Abstract
Objective
Extant animal and human data indicate that natural variation in circulating levels of testosterone may contribute to differential risk for dysregulated eating among males. Indeed, testosterone ablation in postpubertal male rodents results in stimulatory effects on sweet‐taste preferences, and lower levels of circulating testosterone in adolescent boys have been found to predict dysregulated eating symptoms during mid‐to‐late puberty.
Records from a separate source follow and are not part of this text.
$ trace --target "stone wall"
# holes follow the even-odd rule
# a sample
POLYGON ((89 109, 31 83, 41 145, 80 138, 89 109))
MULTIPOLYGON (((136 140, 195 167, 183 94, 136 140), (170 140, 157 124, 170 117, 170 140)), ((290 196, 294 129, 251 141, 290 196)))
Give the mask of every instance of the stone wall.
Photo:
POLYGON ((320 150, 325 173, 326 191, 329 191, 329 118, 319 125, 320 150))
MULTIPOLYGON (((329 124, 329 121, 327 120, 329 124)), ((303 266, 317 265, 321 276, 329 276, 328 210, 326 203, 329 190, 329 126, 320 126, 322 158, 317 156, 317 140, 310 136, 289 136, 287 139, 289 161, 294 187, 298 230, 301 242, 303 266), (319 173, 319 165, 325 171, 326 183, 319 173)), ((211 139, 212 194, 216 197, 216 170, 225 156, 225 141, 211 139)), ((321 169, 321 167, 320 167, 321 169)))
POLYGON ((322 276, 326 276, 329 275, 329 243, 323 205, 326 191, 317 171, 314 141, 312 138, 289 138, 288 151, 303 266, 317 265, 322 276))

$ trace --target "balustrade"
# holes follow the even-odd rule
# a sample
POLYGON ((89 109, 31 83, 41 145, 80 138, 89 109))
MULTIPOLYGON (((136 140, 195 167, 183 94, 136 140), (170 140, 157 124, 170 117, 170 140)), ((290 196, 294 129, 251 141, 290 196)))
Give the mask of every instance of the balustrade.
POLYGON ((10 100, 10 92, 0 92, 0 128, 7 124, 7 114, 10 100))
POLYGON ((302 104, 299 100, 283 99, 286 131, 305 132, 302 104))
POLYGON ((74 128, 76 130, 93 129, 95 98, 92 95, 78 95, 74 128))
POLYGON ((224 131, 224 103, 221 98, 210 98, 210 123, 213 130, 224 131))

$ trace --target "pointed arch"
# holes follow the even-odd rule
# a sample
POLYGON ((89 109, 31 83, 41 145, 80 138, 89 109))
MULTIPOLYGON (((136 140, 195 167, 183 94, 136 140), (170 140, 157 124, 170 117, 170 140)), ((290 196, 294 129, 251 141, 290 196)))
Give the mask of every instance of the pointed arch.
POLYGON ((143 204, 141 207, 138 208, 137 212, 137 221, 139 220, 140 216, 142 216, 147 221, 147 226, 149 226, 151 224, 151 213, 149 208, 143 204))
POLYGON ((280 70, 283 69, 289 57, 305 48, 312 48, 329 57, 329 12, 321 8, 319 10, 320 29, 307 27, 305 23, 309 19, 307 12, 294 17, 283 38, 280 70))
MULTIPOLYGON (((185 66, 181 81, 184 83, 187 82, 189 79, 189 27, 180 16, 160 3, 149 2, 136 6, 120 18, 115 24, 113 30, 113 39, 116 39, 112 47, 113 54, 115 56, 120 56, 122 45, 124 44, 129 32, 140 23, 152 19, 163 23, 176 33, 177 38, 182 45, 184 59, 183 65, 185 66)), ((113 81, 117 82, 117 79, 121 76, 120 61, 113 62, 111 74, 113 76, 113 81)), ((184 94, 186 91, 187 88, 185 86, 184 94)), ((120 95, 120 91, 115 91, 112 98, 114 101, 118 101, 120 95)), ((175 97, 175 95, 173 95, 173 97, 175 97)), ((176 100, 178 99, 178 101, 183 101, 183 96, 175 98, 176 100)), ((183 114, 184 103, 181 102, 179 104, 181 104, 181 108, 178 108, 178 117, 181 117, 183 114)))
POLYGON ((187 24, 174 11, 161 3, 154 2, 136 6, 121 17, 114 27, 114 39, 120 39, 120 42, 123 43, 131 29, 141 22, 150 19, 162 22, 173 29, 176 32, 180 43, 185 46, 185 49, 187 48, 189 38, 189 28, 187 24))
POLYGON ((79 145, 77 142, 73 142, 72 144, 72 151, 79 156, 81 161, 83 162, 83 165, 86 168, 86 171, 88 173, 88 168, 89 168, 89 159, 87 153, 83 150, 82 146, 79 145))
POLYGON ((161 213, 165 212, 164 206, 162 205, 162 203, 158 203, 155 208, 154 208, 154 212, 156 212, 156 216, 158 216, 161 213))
Nonetheless, no prior study has examined whether lower testosterone is associated with dysregulated eating in adulthood. The current study examined this possibility.
Method
Participants were 154 young adult men (ages = 18–33) from a large Southwestern University. The Eating Disorder Examination Questionnaire, Eating Pathology Symptoms Inventory, and Loss of Control Over Eating Scale were used to assess three types of dysregulated eating symptoms: eating concerns, binge eating, and loss‐of‐control eating. Afternoon saliva samples were assayed for testosterone using high‐sensitive enzyme immunoassays.
Results
Consistent with animal data and prior research in adolescent boys, men with lower testosterone reported significantly higher levels of dysregulated eating symptoms even after controlling for depressive symptoms, body mass index, and age.
Discussion
Lower testosterone concentrations might serve as a sex‐specific biological factor that contributes to dysregulated eating among men.